# I have an obedient horse, what's next?



## ButtInTheDirt (Jan 16, 2011)

So I was hoping some people could help me out with this. I was thinking my POA might make a nice enough cart horse, just as like a hobby every once and a while. He is already fairly obedient. His groundwork is pretty much impeccable, and he listens very well most of the time except for when his personality gets in the way. (He likes to test people quite a bit and has a case of the nibbles.) He is alright with riding most of the time, fine with saddle and tack.

So I was wondering what is the first step you take? He listens pretty good to a bit, but still needs more work. (I usually don't even work with a bit, just a rope halter and some make-shift reins. My trainer has a bitless bridle that I ocassionally will use.) 
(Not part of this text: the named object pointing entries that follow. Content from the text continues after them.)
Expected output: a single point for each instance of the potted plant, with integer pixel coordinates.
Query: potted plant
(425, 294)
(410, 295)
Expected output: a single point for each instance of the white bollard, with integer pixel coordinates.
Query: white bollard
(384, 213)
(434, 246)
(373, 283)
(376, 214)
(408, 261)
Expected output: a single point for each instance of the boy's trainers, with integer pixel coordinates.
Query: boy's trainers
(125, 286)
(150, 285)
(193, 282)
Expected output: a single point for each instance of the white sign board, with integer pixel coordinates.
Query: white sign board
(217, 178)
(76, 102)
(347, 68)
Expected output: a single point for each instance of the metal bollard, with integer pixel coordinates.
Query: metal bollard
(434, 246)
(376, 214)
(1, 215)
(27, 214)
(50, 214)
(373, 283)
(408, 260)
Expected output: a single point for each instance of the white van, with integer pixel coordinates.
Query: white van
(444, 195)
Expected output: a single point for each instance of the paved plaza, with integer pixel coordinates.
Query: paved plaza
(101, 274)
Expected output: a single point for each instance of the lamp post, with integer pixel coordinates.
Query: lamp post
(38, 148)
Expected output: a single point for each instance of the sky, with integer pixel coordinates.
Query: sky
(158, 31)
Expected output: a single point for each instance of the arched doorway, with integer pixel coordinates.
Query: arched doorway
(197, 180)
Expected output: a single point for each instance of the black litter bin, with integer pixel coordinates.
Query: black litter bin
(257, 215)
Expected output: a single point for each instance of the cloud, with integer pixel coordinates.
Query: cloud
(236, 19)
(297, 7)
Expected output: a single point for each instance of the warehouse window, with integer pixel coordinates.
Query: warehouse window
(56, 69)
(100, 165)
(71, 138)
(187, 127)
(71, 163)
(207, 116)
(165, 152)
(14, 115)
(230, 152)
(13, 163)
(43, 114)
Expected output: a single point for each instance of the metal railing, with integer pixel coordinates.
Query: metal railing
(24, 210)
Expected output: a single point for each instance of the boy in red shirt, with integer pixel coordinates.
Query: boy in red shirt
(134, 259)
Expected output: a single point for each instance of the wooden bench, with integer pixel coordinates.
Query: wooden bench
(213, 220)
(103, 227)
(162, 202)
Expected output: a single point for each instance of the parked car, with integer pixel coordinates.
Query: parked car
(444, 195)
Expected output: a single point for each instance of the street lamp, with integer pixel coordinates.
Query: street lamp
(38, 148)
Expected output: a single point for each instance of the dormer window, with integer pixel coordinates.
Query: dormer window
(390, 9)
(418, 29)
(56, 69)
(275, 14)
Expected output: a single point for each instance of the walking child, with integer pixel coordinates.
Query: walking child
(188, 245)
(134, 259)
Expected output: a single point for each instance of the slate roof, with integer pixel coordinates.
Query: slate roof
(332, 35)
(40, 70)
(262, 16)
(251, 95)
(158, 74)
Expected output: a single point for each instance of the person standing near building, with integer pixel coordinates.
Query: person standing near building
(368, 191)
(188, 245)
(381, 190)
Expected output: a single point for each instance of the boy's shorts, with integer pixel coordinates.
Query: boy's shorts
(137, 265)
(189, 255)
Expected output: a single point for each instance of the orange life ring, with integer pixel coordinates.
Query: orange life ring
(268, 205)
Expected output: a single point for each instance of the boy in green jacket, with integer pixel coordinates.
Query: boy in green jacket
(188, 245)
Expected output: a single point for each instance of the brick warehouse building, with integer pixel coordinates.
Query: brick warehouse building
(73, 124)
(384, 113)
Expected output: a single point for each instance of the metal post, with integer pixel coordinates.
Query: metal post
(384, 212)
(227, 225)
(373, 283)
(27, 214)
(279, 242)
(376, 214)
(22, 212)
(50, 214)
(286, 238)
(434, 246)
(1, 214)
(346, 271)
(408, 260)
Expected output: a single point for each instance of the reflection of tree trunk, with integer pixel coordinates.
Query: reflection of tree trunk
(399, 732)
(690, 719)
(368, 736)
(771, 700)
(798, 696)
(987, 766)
I'm just sort of lost. I don't really have any harnesses yet, nor do I have a cart. (My dad and I are planning on building one that will fit my horse well. I'm fairly certain there wouldn't be a cart that would fit him perfectly unless it was custom made, which would cost a buttload if made by someone else. My dad has plenty of experience making things, no worries.) So I just need suggestions as to what I could practice to warm up for this. 

Thanks. ^^
~Butt


----------



## Reiterin (Mar 28, 2010)

Well, there are a lot of easy entry carts are pretty adjustable. fit the height with the right wheels. the shafts can be positioned to fit right in length and width. but...

I'm not very good at explaining things, or how much you know already, but I'll try to quickly sum up what I did. (someone else can fill in the holes)

best to start out with some ground driving. and if you can get a harness, get them used to wearing it and ground driving in it. once they are ok with that, have them drag tires or something to get them used to having something follow them. 
by then, maybe you'll have your cart and you can slowly introduce them to it. (I let my horse see it, see it moving, pulled it behind her without having it attached to her, eventually working up to hitching her to it. really important to have someone helping you especially at that point.)


----------



## NdAppy (Apr 8, 2009)

Lots of ground driving. You don't need a harness to ground drive him. I would work with him on that.


----------